Jack Saddleback

You don't know Jack

A lot of people know Jack Saddleback. They know he is a Cree man studying sociology. They know he is a two-spirit, transgender gay man. And as of March 26, they know he will be the new University of Saskatchewan Students’ Union (USSU) president. But there is more to Saddleback than that.

He's the third First Nation, but first transgender USSU president

Saddleback is the third Aboriginal president in a row, following Jared Brown and Max FineDay.

"It's important to celebrate these milestones as a campus community," said Saddleback. "I happen to be First Nation and openly transgender, but we are all diverse and unique individuals."

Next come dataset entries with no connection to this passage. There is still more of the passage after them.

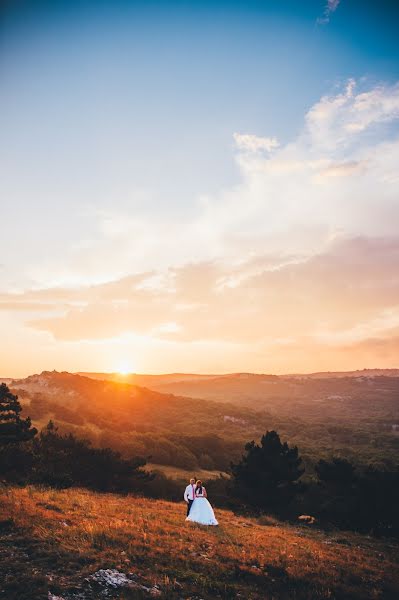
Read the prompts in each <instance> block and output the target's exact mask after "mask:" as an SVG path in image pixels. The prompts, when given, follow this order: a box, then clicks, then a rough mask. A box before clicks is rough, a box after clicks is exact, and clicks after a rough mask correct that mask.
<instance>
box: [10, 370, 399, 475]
mask: <svg viewBox="0 0 399 600" xmlns="http://www.w3.org/2000/svg"><path fill="white" fill-rule="evenodd" d="M379 373H380V372H379ZM97 375H99V374H97ZM330 375H331V374H330ZM174 376H178V374H176V375H174ZM174 376H173V377H174ZM159 377H171V376H169V375H168V376H155V378H158V380H157V379H155V378H154V379H153V382H152V388H151V389H150V388H147V387H142V386H138V385H133V384H131V383H126V382H121V381H113V380H107V379H97V378H91V377H86V376H82V375H77V374H71V373H66V372H63V373H58V372H55V371H54V372H49V371H44V372H43V373H41V374H39V375H32V376H30V377H27V378H24V379H18V380H13V381H12V382H11V383H10V387H11V389H12V390H13V391H14V392H15V393H17V394H18V395H19V397H20V399H21V401H22V404H23V407H24V414H25V415H30V416H31V418H32V420H33V423H34V425H35V426H36V427H38V428H39V429H40V428H41V427H43V426H45V425H46V424H47V423H48V421H49V420H50V419H51V420H53V421H54V422H55V423H56V425H57V426H58V427H59V428H60V431H61V432H71V433H73V434H75V435H76V436H78V437H85V438H88V439H90V440H91V441H92V442H93V444H95V445H96V446H100V447H106V446H110V447H112V448H114V449H116V450H119V451H121V452H122V453H123V455H125V456H132V455H140V456H145V457H150V458H149V462H151V463H156V464H162V465H170V466H173V467H177V468H181V469H185V470H190V469H192V468H194V469H205V470H208V471H212V470H220V471H227V470H228V469H229V466H230V463H231V461H235V460H236V459H237V458H238V457H239V456H240V455H241V453H242V451H243V446H244V444H245V443H246V442H248V441H250V440H259V438H260V437H261V435H262V434H264V433H265V432H266V431H267V430H272V429H275V430H276V431H278V432H279V434H280V435H281V437H282V438H283V439H284V440H287V441H288V442H289V443H290V444H294V445H297V446H298V447H299V448H300V450H301V452H303V453H304V455H305V456H306V457H308V459H309V461H310V463H311V464H314V461H315V460H316V459H317V458H320V457H323V458H329V457H331V455H332V454H336V455H339V456H345V457H347V458H349V459H350V460H353V461H355V462H360V463H362V464H370V463H373V464H378V465H386V466H388V467H390V466H392V465H395V464H396V463H397V456H398V450H399V377H394V376H392V373H391V375H390V376H387V375H385V374H384V375H380V374H379V375H376V374H375V372H373V375H371V376H364V375H362V376H358V375H356V376H345V377H341V376H337V377H333V376H329V377H319V378H316V377H305V378H302V377H298V378H296V377H282V376H276V375H261V374H251V373H233V374H228V375H221V376H206V377H204V378H202V379H191V375H190V376H189V377H190V378H188V379H185V380H180V381H173V382H170V379H169V383H165V382H164V380H162V379H159Z"/></svg>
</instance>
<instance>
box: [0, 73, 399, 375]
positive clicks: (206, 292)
mask: <svg viewBox="0 0 399 600" xmlns="http://www.w3.org/2000/svg"><path fill="white" fill-rule="evenodd" d="M362 86H363V87H362ZM362 86H361V85H359V83H357V82H355V81H353V80H350V81H348V82H346V84H345V85H344V86H343V87H342V88H340V89H338V90H336V91H335V93H331V94H329V95H325V96H323V97H322V98H320V99H319V100H318V101H317V102H315V103H314V105H313V106H311V107H310V108H309V110H308V111H307V113H306V114H305V115H304V123H303V127H302V129H301V130H300V131H299V133H298V135H296V136H293V137H292V138H291V139H290V140H288V141H286V142H285V143H281V144H280V145H278V144H277V142H276V141H275V140H274V138H267V137H258V136H256V135H250V134H235V135H234V140H235V144H236V149H237V150H236V154H235V159H236V164H237V168H238V170H239V174H240V181H239V183H238V184H237V185H235V186H233V187H231V188H227V189H224V190H222V191H221V192H220V193H219V194H216V195H212V196H202V197H200V198H198V199H197V200H196V202H195V204H194V207H193V210H192V211H191V212H190V213H187V214H184V215H183V214H182V215H181V217H180V218H179V219H176V217H175V216H169V215H166V216H165V214H160V215H158V214H154V213H152V214H145V213H143V212H141V213H140V212H133V211H131V212H123V211H118V210H117V209H115V208H112V207H109V208H108V209H102V210H101V211H99V212H97V213H95V214H94V217H93V218H95V219H96V224H97V231H98V233H97V235H96V236H94V237H93V238H92V239H90V240H87V241H86V242H85V244H81V245H80V246H79V247H75V248H74V249H72V250H70V251H69V253H68V255H66V256H65V259H64V260H63V261H62V263H60V262H59V261H55V260H51V259H49V260H47V261H45V262H42V263H40V264H38V265H34V269H32V272H31V277H32V278H33V279H35V280H36V288H37V289H33V290H32V289H31V290H29V289H27V290H26V291H25V292H22V293H19V294H10V293H6V294H2V295H0V311H2V312H3V313H5V314H9V313H10V311H11V309H12V308H14V309H15V310H14V313H18V315H19V316H18V318H20V319H24V322H25V324H27V325H26V326H27V327H29V330H30V331H32V330H33V331H36V332H41V333H40V334H41V335H42V334H43V332H45V334H46V335H50V336H52V337H53V338H55V339H57V340H61V342H67V343H68V344H69V343H80V342H81V341H82V340H86V341H93V340H97V341H98V343H100V342H99V341H101V343H102V341H104V343H106V342H107V341H109V340H118V339H119V337H120V336H126V335H133V336H144V337H145V338H146V339H148V340H151V343H154V344H158V345H159V347H162V348H163V347H164V346H162V344H165V343H171V344H174V346H173V347H174V348H175V350H176V351H177V348H181V349H182V348H191V347H192V345H195V344H197V343H199V344H203V347H204V348H207V349H208V351H207V350H204V352H205V353H206V352H208V354H209V361H210V362H211V361H212V357H213V356H214V355H212V352H213V350H212V348H215V347H216V346H217V347H218V348H219V349H223V351H225V350H226V347H227V346H228V348H229V352H230V354H229V356H230V357H231V356H233V354H234V355H235V356H236V363H237V365H238V364H241V363H242V360H243V358H242V357H251V360H253V361H255V360H257V361H258V363H259V364H260V361H261V359H262V357H263V356H268V357H269V358H270V360H272V361H273V365H275V366H274V368H275V369H279V365H280V366H281V365H283V364H284V363H285V365H286V366H285V368H284V367H281V368H282V369H283V370H287V368H288V367H287V365H289V364H291V365H292V368H294V367H295V368H298V369H299V368H302V369H304V368H306V367H305V366H304V362H302V361H305V358H306V356H308V357H311V356H316V357H317V360H319V358H320V362H319V363H318V366H317V367H314V368H338V366H339V365H341V362H340V361H342V363H344V361H345V360H346V366H347V367H348V368H349V363H348V356H350V355H351V353H352V356H357V357H358V360H359V361H360V360H363V358H364V360H367V361H369V362H368V363H367V364H368V365H369V366H372V364H370V363H372V353H373V348H374V349H375V352H376V354H375V356H376V358H377V357H378V356H380V355H381V353H380V351H379V350H378V349H379V348H382V347H384V348H385V350H384V352H385V354H384V356H386V355H387V354H388V352H389V348H393V345H392V344H390V343H389V339H390V336H394V335H396V334H395V333H394V330H395V328H396V327H398V323H399V322H398V314H399V305H398V297H399V281H398V277H397V275H396V273H398V272H399V238H398V234H397V222H398V221H399V204H398V197H399V177H398V172H397V156H398V155H399V135H398V128H397V122H396V120H397V119H398V117H399V84H392V85H382V84H381V85H378V86H374V87H371V88H365V87H364V86H365V84H364V83H363V84H362ZM96 343H97V342H96ZM109 343H111V342H109ZM112 343H114V342H112ZM180 351H181V352H182V355H183V354H184V351H183V350H180ZM220 351H222V350H220ZM381 352H382V351H381ZM323 357H324V358H323ZM218 360H220V361H221V362H220V363H218V364H222V363H223V356H219V359H218ZM248 360H249V358H248ZM309 360H310V359H309ZM324 360H325V364H324V363H323V361H324ZM329 360H330V361H334V360H335V361H336V363H333V362H330V363H329V362H328V361H329ZM356 360H357V359H356ZM230 364H231V363H230ZM375 364H376V363H375ZM301 365H302V367H301ZM350 365H351V367H353V368H357V367H358V366H362V365H360V364H359V363H357V362H352V363H350ZM341 366H343V365H341ZM191 368H192V367H191ZM226 368H228V367H226ZM253 368H255V367H253ZM312 368H313V366H312Z"/></svg>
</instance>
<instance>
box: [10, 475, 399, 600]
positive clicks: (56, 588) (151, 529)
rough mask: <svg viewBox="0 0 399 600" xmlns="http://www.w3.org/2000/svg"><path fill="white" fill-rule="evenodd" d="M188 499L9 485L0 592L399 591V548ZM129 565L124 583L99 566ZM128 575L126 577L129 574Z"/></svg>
mask: <svg viewBox="0 0 399 600" xmlns="http://www.w3.org/2000/svg"><path fill="white" fill-rule="evenodd" d="M216 516H217V518H218V520H219V522H220V525H219V527H214V528H210V527H209V528H206V527H202V526H199V525H193V524H187V523H186V522H185V519H184V517H185V505H184V504H183V502H182V503H181V504H176V503H170V502H166V501H160V500H150V499H145V498H141V497H138V496H133V495H124V496H123V495H116V494H100V493H94V492H91V491H87V490H83V489H76V488H71V489H67V490H54V489H47V488H43V487H34V486H27V487H24V488H18V487H4V488H2V490H1V492H0V542H1V543H0V581H1V583H0V598H7V600H35V599H39V598H40V599H42V598H55V597H57V598H64V599H65V600H70V599H71V600H72V599H80V600H83V599H87V600H89V599H93V600H94V599H96V598H102V597H108V598H120V599H129V598H130V599H131V598H147V597H148V598H151V597H160V598H170V599H171V600H172V599H176V600H177V599H185V600H188V599H191V600H194V599H200V598H202V599H206V600H208V599H211V598H212V599H213V598H224V599H228V598H231V599H233V598H245V599H248V600H267V599H270V600H272V599H273V598H279V599H287V600H295V599H298V600H299V599H301V600H305V599H306V600H315V599H320V600H321V599H342V600H343V599H349V598H351V599H353V600H365V599H366V598H370V599H371V598H375V599H392V600H393V599H394V598H397V597H398V593H399V575H398V569H397V567H398V565H397V557H398V550H399V548H398V545H397V544H395V543H394V542H389V541H386V540H385V541H384V540H378V539H373V538H369V537H366V536H361V535H358V534H354V533H347V532H342V531H340V532H339V533H338V532H334V531H332V532H330V533H326V532H323V531H320V530H318V529H317V527H309V528H308V527H306V526H301V525H296V524H287V523H284V524H283V523H281V522H279V521H277V520H276V519H274V518H272V517H267V516H263V517H260V518H258V519H255V518H244V517H241V516H236V515H234V514H233V513H232V512H230V511H227V510H219V509H216ZM101 569H103V570H114V571H109V572H108V573H113V575H114V578H115V577H116V578H117V576H116V572H118V573H119V578H120V581H122V582H124V584H123V585H121V586H116V587H112V586H111V587H110V586H108V587H107V586H102V585H101V583H99V581H96V577H93V575H94V574H96V573H98V572H99V571H100V570H101ZM122 574H123V575H122Z"/></svg>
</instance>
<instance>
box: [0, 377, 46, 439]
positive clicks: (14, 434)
mask: <svg viewBox="0 0 399 600" xmlns="http://www.w3.org/2000/svg"><path fill="white" fill-rule="evenodd" d="M21 411H22V407H21V404H20V402H19V400H18V396H16V395H15V394H12V393H11V392H10V390H9V389H8V387H7V385H6V384H5V383H2V384H1V385H0V447H1V446H8V445H9V444H19V443H20V442H27V441H29V440H31V439H32V438H33V437H34V436H35V435H36V433H37V429H35V427H32V424H31V420H30V418H29V417H27V418H26V419H21Z"/></svg>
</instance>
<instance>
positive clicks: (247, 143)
mask: <svg viewBox="0 0 399 600" xmlns="http://www.w3.org/2000/svg"><path fill="white" fill-rule="evenodd" d="M233 137H234V141H235V143H236V146H237V148H238V149H239V150H242V151H247V152H261V151H266V152H271V151H272V150H274V149H275V148H278V146H279V145H280V144H279V142H278V140H277V138H275V137H259V136H257V135H252V134H249V133H244V134H243V133H234V134H233Z"/></svg>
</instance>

He likes Huskies more than all cats … except one

"I grew up with a wolf-husky cross named Princess," said Saddleback, who was raised in Samson Cree Nation in Maskwacis, Alberta. "I definitely like dogs more than cats, except The Lion King is my favourite movie."

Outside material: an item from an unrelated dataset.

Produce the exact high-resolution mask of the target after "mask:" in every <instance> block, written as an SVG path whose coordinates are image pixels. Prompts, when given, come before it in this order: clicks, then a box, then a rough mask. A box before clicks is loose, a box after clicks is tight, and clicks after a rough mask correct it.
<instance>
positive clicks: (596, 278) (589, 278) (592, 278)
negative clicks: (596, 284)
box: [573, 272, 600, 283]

Not only did he grow up with a princess, he also met the Queen

"Not a lot of people know that I met the Queen. I was one of a few people who got the chance to present her with some artwork at a cornerstone-unveiling event at the Canadian Museum of Human Rights."

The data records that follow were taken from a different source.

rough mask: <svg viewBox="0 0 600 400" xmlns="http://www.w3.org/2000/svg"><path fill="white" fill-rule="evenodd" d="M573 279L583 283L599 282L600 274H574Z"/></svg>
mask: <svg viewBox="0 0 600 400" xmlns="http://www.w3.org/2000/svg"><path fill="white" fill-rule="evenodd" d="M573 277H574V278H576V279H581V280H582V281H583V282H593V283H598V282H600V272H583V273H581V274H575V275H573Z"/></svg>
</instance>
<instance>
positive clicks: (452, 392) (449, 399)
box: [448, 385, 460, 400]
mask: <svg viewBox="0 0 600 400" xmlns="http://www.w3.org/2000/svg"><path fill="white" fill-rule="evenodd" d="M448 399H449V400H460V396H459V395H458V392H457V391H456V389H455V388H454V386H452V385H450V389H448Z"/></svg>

He almost didn't run for president

"It took me quite a while to decide. I come from a number of marginalized groups and have faced a series of barriers, both external and internal. I was afraid and wasn't sure if the campus was ready for a First Nation, two-spirit, transgender president," said Saddleback, who was vice-president of student affairs this past year.

In the end he ran, and won. "Everyone has an identity. Mine just happens to be rarer than most. People didn't see me as a First Nation man or a trans man; they saw just a skilled, experienced and passionate individual."

He had a four-point platform

Saddleback is putting his passion, experience and skills behind a four-point platform that won him the election with more than 47 per cent of the votes. He stressed the importance of creating a mental health strategy for the campus.

"Mental health is a huge passion of mine and through my own experience with depression and suicide, I consider myself an advocate for change." Last year, he was named a Face of Mental Illness with the Canadian Alliance on Mental Illness and Mental Health, and shared his struggles and stories about mental illness across the country.

The U of S is one of the last U15 universities without such a strategy. "There are gaps and we need to bridge those gaps so that no one falls through and that means faculty and staff too. Our success as students relies on the well-being of the faculty and staff."

Another major issue for Saddleback is creating a sexual assault policy. "This is a huge issue across Canada and we are no different."

He wants to create concrete steps that can be followed by those reporting assaults and those receiving the reports. "We need to make it clear what steps will be taken and what the procedure going forward."

Saddleback's final two platform planks were about engagement, both with the student body on campus and the broader community off campus.

"We need to engage with students at all levels to find out what issues we can address." As for community engagement, he said he wants to make sure students know what funding is available to them to do even more community work.

He's not doing all of this alone

Joining Saddleback on the USSU executive are: Gabe Senecal, vice-president of academic affairs; Kehan Fu, vice-president of student affairs; and Ata Merat, vice-president of operations and finance.

"The exec is filled with amazing people with great skills. It's going to be a well-rounded team and I'm really stoked to get started."

He's looking forward to being on board

The USSU president has a seat waiting for him on the U of S Board of Governors and he is looking forward to occupying it. "But the board is like Las Vegas: what happens there, stays there," he said with a laugh.

Oh yeah, he doesn't like corn

"I don't like corn, but I do like popcorn. Corn on the cob is just not part of my gig, but it's a huge part of my culture."